What a difference a few days make. Early last week, a more hawkish Fed had the market pricing in almost a coin flip between a 25bps rate hike and a 50bps rate hike. The theme was “higher for longer.” However, we ended the week with a run on the banking sector, which saw the collapse of two large regional banks. While there are echoes of the Great Financial Crisis, this time around it isn’t so much a credit issue (bad loans) but a duration and liquidity issue.

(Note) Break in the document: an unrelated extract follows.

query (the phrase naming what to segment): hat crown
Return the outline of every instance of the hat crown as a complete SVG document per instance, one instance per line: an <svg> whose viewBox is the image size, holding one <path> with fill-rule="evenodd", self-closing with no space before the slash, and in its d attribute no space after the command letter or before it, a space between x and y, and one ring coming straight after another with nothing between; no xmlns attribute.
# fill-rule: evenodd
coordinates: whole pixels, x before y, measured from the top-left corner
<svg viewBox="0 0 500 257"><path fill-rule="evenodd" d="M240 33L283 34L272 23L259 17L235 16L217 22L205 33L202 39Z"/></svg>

It seemingly all started with the collapse of a niche regional bank catering to the technology industry. Silicon Valley Bank’s (SVB) historic 48-hour collapse will go into the history books as the second largest bank failure in U.S. history. In short, there was a mismatch between assets (loans) and liabilities (deposits). Given the pace of interest rate hikes from just 12 months ago, the fixed income environment went from extremely overpriced to fairly priced in a short period. Mid-year last year, we at First Foundation[GB1] Advisors had already begun rolling short duration U.S. Treasuries as their yields had begun to look more attractive than over the past decade. As rates increased further, more bank clients were finding higher yielding alternatives than their deposit rates. A old-fashioned bank run then began (or better yet a Venture Capital-fueled, Twitter run), as SVB filled a unique niche in the banking sectors—the highly concentrated industries of technology and venture capital start-ups. These companies began pulling out deposits which put more liquidity stress, and SVB was forced to tap into their bond portfolio to provide that liquidity. Unfortunately, as interest rates have moved up the value of those U.S. Treasury and Agency bonds, which were fixed at lower rates, went down.

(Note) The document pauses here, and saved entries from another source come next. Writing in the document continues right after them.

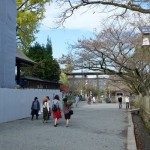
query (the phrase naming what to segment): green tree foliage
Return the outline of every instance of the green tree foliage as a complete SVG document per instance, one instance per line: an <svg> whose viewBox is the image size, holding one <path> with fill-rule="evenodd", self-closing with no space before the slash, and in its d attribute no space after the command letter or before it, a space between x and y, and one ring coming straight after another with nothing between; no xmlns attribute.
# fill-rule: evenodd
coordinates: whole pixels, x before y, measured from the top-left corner
<svg viewBox="0 0 150 150"><path fill-rule="evenodd" d="M29 68L23 68L23 75L31 75L44 80L59 81L60 66L52 56L52 44L49 39L47 40L46 47L35 43L26 52L26 55L37 62L37 64L32 67L32 72L29 71Z"/></svg>
<svg viewBox="0 0 150 150"><path fill-rule="evenodd" d="M44 5L51 0L16 0L17 5L17 43L27 48L35 40L39 21L44 18Z"/></svg>
<svg viewBox="0 0 150 150"><path fill-rule="evenodd" d="M66 72L72 72L74 70L74 68L72 67L72 59L73 59L73 55L71 53L69 53L67 56L66 55L62 55L61 58L59 58L59 63L61 64L65 64L65 67L62 69L64 73Z"/></svg>
<svg viewBox="0 0 150 150"><path fill-rule="evenodd" d="M61 81L61 83L65 84L65 85L69 84L68 78L65 75L65 73L63 73L63 72L61 72L61 74L60 74L60 81Z"/></svg>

The Federal Reserve, U.S. Treasury, and the FDIC enacted two major policy announcements yesterday. The first being the FDIC has utilized their “System risk exception” (SRE) to protect uninsured depositors in two bank resolutions, Silicon Valley Bank and Signature Bank. The second being the Federal Reserve and Treasury announcing a newly created facility, the “Bank Term Funding Program” (BTFP), which would provide advances of up to one year to any federally insured bank that is eligible discount window access in return for collateral in the form of U.S. Treasury and Agency securities. The key aspect of this is that the Fed would value the collateral at par. This would specifically allow for banks to fund deposit outflows without having to realize losses on depreciated assets. The BFTP program will be backstopped by the Treasury department with $25B. One caveat that is different from the Great Financial Crisis is U.S. taxpayers will not be the backstop, but rather the overall banking sector via special assessments and fees.

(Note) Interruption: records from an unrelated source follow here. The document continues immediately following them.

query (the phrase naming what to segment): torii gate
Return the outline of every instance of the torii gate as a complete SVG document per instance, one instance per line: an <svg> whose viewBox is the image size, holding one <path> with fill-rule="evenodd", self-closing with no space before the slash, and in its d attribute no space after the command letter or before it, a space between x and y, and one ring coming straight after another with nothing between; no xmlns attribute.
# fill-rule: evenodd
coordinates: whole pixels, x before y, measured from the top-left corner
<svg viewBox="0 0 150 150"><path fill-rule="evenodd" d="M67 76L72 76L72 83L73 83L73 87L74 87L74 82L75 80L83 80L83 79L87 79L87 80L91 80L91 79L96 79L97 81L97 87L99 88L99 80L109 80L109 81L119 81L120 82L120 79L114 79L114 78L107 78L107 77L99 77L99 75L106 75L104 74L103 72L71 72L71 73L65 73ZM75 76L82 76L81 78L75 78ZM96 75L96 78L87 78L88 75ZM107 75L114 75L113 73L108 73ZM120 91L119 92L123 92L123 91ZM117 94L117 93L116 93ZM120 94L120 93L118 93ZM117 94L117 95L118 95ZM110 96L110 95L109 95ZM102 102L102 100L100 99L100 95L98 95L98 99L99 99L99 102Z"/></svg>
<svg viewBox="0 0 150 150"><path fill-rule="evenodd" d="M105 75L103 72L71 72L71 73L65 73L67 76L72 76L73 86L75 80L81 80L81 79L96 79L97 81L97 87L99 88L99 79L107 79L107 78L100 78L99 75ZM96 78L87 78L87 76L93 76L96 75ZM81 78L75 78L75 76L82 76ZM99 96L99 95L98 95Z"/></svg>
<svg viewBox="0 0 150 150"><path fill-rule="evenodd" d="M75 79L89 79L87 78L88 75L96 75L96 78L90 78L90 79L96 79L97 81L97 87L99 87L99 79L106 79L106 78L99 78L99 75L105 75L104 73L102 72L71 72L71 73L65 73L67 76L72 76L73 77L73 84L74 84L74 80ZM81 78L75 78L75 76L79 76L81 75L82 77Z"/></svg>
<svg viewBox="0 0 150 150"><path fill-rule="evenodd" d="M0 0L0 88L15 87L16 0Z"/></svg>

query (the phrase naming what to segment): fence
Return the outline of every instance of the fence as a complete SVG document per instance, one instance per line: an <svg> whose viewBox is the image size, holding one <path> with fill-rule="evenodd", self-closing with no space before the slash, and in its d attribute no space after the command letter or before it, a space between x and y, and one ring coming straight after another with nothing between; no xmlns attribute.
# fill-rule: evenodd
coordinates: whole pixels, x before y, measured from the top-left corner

Interest rates have dramatically shifted course as investors have repriced risk. The 10-year U.S. Treasury was as high as 4.08% on March 2. Currently it is at 3.50%. Domestic equity markets flip-flopped overnight as well as the current trading session. Duration-sensitive sectors have seen positive gains as a cohort of investors now believe that this past week will be the shot across the bow for the Fed to pause. History has shown that the Fed has reacted to the dovish side when facing financial shocks and crisis. During Black Monday in 1987 they eased. The 1997 Asian currency crisis they paused. The collapse of Long-Term Capital Management and the default of Russia in 1998 they eased. During the 2012 Eurozone crisis they added more QE into the system. Oil’s collapse in 2016 they paused. We will have better insight after next week’s Fed meeting.
Investors may or may not have seen peak interest rates in this cycle and we expect continued volatility in equity markets until there is more clarity on the Fed’s interest rate views. One thing that we do believe is that in the long run, investors will get through this wall of worry just as we got through the GFC, Brexit, COVID-19, etc. As the saying goes, this too shall pass.